Ils traversèrent la gare centrale de New Tren, encombrée, bruyante, chaotique, et arrivèrent finalement sur le quai. Aaron avait empaqueté un minuscule sac de voyage et Laura le suspectait de revendiquer ainsi son intention de revenir rapidement. Il avait troqué sa soutane contre des vêtements plus neutres, mais il arborait fièrement son col romain. Il s'assit sur un banc et fixa le vide.
— Tu peux partir, dit-il sans la regarder.
— Je vais rester, répondit-elle en s'asseyant à côté de lui.
— Tu as peur que je ne monte pas dans le train ? demanda-t-il avec amertume.
— Non. Je veux profiter de ta compagnie pour encore quelques minutes.
— Ne m'assiste pas, Laura. C'est déjà assez pénible de me faire conduire à la gare comme un gamin de huit ans, alors aie un minimum de respect pour moi et ne m'assiste pas.
Elle secoua la tête et soupira.
— Je ne comprends pas. Je suis agent spécial, et tu es prêtre. Tu le sais. Qui doit agir, selon toi ? C'est parce que je suis une femme, que c'est difficile à accepter ?
— Ça n'a rien à voir avec le fait que tu sois une femme, Laura !
— Alors explique-toi !
Il se tourna vers elle avec une expression indéfinissable, et le train siffla en entrant en gare. L'express jaune et gris s'immobilisa un peu avant leur hauteur et commença à cracher son flot de passagers sur les quais. Aaron se leva et Laura le suivit, attendant toujours une réponse qui, elle le savait, ne viendrait pas. Il se retourna brusquement, manquant la heurter, remonta d'un coup sec le col de sa veste par dessus sa chemise noire, et se pencha vers elle. Ils s'observèrent un fragment de seconde, comme figés. Puis il franchit les quelques centimètres qui les séparaient et l'embrassa sur les lèvres, mu par une impulsion qui la surprit. Laura accepta l'offrande, goûta un instant à ce fruit vierge, défendu, juste avant qu'il ne se détourne.
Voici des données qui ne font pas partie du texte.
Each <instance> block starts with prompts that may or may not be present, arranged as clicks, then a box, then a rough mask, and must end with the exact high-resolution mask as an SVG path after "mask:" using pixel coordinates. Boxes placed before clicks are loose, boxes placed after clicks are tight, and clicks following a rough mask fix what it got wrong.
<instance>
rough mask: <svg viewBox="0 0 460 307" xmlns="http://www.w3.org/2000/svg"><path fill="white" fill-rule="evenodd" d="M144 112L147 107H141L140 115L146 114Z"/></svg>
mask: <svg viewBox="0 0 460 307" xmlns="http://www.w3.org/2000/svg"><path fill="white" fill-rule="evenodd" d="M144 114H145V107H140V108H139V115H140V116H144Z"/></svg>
Il refusa de croiser son regard.
— Sois prudente, murmura-t-il dans un souffle, avant de se fondre dans la foule.
Elle le vit se perdre dans le courant des navetteurs pressés, une ombre noire parmi ses semblables, un étranger hors du temps, foudroyé par l'angoisse de son aventure récente, perclus par la douleur de ce qu'il s'était interdit.
De son côté, elle repartit vers la pluie et les ennuis.